The president’s day began with his family and that of Vice President Al Gore, also a member of a Southern Baptist church, attending a prayer service at the Metropolitan African Methodist Episcopal Church near the White House.
Speaking at the service were civil rights leader and former Democratic presidential candidate Jesse Jackson; popular, though controversial, evangelical author/speaker Tony Campolo; and Chicago-area mega-church pastor Bill Hybels.
Hybels said the president and he have met monthly since the first inauguration, The Washington Times reported.

“Four years ago, in an act of uncommon humility for a newly elected president, President Clinton asked if I would meet with him privately every month,” said Hybels, founding pastor of one of the country’s leading “seeker-sensitive” congregations, Willow Creek Community Church.
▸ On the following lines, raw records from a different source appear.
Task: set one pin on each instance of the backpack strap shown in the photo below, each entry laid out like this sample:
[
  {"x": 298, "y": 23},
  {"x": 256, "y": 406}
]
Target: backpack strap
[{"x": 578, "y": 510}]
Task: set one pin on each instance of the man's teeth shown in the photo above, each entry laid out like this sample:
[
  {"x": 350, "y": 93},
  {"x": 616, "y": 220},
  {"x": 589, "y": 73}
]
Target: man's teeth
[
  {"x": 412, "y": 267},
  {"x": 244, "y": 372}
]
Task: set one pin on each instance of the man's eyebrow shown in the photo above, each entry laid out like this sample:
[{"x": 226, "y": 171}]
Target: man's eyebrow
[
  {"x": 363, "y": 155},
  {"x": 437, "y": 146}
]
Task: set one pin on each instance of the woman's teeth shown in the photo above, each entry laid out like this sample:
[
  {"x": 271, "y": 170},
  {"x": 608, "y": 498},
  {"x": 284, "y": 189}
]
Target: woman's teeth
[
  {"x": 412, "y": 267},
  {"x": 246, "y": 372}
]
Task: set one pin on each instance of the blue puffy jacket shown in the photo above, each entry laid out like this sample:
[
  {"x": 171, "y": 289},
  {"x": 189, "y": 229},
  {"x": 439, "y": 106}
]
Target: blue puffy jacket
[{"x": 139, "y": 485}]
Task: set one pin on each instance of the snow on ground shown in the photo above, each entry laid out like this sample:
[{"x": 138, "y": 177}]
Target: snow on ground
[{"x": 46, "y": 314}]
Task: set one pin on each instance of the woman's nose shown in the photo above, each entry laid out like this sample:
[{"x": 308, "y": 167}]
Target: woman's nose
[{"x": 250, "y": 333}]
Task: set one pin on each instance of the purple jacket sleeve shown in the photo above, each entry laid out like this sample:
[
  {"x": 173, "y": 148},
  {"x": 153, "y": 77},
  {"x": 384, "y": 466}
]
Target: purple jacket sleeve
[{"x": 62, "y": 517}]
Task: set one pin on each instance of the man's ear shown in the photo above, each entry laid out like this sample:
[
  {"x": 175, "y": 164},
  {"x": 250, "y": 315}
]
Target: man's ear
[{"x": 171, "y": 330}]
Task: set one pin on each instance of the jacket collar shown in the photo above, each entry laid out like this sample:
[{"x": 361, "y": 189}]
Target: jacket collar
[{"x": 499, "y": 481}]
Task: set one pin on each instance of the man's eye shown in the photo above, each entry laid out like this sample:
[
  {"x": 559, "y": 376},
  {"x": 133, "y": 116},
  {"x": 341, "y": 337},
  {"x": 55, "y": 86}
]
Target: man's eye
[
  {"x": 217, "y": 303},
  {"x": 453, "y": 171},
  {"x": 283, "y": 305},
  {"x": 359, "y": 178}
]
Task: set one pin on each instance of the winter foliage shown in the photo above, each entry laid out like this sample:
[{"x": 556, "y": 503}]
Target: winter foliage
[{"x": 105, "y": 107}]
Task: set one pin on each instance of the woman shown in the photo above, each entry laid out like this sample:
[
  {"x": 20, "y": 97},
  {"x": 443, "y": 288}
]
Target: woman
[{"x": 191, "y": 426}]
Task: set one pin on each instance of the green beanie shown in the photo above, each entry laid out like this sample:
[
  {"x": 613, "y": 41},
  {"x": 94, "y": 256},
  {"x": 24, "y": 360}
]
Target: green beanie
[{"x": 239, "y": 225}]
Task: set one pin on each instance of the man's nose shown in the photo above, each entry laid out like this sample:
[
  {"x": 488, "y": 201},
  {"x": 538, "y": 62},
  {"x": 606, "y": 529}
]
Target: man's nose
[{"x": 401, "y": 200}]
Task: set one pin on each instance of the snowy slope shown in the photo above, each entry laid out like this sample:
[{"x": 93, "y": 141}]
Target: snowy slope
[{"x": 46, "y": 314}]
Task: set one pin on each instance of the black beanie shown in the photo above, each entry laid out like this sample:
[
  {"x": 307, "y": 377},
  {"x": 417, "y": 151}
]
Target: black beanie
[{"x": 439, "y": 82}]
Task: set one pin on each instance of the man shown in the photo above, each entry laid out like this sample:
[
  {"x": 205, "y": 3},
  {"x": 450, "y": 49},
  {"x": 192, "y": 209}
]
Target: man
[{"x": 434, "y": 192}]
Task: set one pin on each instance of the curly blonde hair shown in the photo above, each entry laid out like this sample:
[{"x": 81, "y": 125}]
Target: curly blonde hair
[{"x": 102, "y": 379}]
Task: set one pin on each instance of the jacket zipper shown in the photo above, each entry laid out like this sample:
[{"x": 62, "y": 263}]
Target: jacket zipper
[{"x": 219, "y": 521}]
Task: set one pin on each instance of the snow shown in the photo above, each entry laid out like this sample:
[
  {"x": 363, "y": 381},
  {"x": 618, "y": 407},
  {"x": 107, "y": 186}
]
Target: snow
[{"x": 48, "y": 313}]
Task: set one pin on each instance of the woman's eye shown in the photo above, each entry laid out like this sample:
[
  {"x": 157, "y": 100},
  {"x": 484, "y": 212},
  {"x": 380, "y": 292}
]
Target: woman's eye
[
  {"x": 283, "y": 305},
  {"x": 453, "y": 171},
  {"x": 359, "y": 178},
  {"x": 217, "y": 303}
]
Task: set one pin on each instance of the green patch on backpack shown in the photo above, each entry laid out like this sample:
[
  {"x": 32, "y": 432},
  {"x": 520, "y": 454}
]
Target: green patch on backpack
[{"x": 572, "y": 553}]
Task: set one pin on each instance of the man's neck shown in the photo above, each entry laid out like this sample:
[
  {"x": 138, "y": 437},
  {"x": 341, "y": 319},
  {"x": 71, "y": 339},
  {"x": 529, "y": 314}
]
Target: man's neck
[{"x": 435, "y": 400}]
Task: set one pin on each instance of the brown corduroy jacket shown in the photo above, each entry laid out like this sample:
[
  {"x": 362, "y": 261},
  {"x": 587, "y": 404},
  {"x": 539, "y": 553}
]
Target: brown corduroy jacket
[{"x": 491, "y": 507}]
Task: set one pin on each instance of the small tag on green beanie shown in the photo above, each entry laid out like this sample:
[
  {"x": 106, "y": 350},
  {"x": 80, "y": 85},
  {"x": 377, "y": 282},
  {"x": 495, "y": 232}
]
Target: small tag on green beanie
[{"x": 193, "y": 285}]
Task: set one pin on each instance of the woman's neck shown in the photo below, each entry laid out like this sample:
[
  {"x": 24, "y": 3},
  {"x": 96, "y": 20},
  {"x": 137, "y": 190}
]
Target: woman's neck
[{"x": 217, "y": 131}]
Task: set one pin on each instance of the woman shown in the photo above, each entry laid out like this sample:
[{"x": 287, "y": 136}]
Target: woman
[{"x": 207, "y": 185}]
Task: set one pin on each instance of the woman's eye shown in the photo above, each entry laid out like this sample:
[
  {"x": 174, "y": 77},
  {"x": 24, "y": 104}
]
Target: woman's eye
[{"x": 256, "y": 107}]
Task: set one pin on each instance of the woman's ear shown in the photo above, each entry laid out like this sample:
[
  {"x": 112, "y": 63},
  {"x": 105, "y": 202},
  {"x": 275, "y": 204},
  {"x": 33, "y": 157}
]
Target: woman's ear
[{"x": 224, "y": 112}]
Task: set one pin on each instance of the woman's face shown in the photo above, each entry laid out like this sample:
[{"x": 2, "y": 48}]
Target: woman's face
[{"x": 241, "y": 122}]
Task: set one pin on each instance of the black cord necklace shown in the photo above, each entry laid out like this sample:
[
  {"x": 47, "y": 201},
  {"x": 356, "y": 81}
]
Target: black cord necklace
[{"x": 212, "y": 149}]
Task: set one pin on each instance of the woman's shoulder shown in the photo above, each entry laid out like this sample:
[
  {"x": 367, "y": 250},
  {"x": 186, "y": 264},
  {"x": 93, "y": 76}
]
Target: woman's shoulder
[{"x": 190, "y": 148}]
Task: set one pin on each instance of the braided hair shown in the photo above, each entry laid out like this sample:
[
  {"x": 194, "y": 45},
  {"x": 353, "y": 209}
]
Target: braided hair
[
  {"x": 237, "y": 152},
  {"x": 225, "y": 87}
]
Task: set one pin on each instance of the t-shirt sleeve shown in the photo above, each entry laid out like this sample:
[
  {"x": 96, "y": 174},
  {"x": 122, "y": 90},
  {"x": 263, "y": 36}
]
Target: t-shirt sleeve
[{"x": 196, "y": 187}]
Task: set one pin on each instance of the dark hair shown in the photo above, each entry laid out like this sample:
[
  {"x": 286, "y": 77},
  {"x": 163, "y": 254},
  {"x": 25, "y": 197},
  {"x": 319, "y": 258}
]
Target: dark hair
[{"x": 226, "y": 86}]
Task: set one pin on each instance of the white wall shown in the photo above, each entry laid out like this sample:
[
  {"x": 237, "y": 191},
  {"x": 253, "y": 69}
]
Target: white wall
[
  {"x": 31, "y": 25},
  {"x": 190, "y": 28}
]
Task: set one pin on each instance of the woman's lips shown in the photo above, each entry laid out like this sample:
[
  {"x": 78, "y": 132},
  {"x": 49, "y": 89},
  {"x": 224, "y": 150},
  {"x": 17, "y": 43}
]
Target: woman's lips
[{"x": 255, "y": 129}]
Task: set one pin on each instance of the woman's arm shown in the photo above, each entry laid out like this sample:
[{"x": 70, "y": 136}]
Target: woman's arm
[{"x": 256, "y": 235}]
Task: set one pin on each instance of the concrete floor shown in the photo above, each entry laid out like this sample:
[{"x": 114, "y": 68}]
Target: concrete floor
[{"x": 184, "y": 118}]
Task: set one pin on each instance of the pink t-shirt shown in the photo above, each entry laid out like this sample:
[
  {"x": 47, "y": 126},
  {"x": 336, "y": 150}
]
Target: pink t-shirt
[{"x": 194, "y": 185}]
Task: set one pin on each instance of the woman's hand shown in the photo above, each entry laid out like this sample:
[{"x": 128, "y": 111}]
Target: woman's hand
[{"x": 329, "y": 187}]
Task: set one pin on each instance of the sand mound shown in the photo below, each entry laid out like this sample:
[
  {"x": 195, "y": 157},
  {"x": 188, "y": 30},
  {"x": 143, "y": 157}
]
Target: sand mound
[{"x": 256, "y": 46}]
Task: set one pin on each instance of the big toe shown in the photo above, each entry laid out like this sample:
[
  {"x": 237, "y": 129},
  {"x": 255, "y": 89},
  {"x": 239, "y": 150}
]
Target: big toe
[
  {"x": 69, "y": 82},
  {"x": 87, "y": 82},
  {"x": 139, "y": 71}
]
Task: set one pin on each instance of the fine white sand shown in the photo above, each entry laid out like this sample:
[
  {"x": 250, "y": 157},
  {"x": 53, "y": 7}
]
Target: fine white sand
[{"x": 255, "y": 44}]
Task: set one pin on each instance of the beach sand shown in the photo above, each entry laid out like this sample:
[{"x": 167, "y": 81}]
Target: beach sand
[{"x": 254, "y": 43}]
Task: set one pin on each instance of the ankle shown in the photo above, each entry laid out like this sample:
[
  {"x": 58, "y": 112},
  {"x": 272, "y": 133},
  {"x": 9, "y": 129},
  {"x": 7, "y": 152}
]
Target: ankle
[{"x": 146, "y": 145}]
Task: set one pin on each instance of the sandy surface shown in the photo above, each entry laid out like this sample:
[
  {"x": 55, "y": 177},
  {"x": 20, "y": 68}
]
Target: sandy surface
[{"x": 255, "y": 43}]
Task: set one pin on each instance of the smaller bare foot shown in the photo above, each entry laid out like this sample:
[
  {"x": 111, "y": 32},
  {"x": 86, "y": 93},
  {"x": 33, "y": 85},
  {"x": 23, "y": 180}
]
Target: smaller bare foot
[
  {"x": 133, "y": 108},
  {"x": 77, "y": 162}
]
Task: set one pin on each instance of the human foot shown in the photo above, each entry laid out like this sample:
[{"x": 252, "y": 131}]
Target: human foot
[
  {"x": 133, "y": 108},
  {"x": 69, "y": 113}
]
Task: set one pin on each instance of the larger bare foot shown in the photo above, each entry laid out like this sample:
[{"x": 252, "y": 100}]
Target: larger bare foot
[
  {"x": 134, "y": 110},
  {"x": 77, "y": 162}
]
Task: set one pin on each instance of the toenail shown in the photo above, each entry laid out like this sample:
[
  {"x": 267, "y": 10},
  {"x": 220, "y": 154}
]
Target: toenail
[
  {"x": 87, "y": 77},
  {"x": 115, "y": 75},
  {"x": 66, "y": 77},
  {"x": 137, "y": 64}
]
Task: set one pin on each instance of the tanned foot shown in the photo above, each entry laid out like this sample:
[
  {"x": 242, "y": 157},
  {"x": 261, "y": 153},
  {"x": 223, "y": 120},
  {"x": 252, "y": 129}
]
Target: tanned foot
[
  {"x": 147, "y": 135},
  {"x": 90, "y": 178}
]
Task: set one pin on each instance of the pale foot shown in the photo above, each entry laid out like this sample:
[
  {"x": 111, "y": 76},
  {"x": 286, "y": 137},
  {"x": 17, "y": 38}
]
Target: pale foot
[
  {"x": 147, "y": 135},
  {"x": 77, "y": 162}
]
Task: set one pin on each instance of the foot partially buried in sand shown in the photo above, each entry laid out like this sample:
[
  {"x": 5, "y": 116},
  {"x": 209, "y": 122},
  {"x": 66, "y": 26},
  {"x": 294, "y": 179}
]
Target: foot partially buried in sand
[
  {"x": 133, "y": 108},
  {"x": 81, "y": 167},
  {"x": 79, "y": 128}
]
The sole agenda item, he said, “was to talk about things of God and pray.”

Hybels said the president has increased in his “desire to know God.”

“Know in the depth of your being that you are loved by God and not incidentally by many, many of us,” Hybels said, according to The Times.

In interceding for the president, National Association of Evangelicals President Don Argue prayed, “We confess that many of us have not prayed for the president as your Word directs. We do ask for your forgiveness and pledge that every day, every day we will earnestly and sincerely pray for him.”

International evangelist Luis Palau offered the benediction at the prayer service.

While some evangelical leaders joined with Catholic, Jewish and Muslim officials to participate in the prayer service, some evangelicals joined with other pro-life activists to protest Clinton’s abortion rights advocacy. On the inaugural parade route, about two dozen protesters, according to The Times, displayed posters, some nearly six feet tall, of photos of aborted babies.

Before the president was sworn in, evangelist Billy Graham prayed.

“Where there’s been failure, forgive us; where there’s been progress, confirm; where there’s been success, give us humility and teach us to follow your instructions more closely as we enter the next century,” Graham prayed.
When he was sworn in by Chief Justice William Rehnquist, Clinton placed his left hand on the Bible, with it opened to Isaiah 58:12, according to The Post. The verse reads, “And they that shall be of thee shall build the old waste places: thou shalt raise up the foundations of many generations; and thou shalt be called, The repairer of the breach, The restorer of paths to dwell in.”

Preceding Clinton as Southern Baptists to the White House were Harry Truman and Jimmy Carter, also Democrats. Truman served out the fourth term of Franklin Roosevelt at the New Deal leader’s death but was elected president only once, in 1948. Carter won the 1976 election but lost in 1980.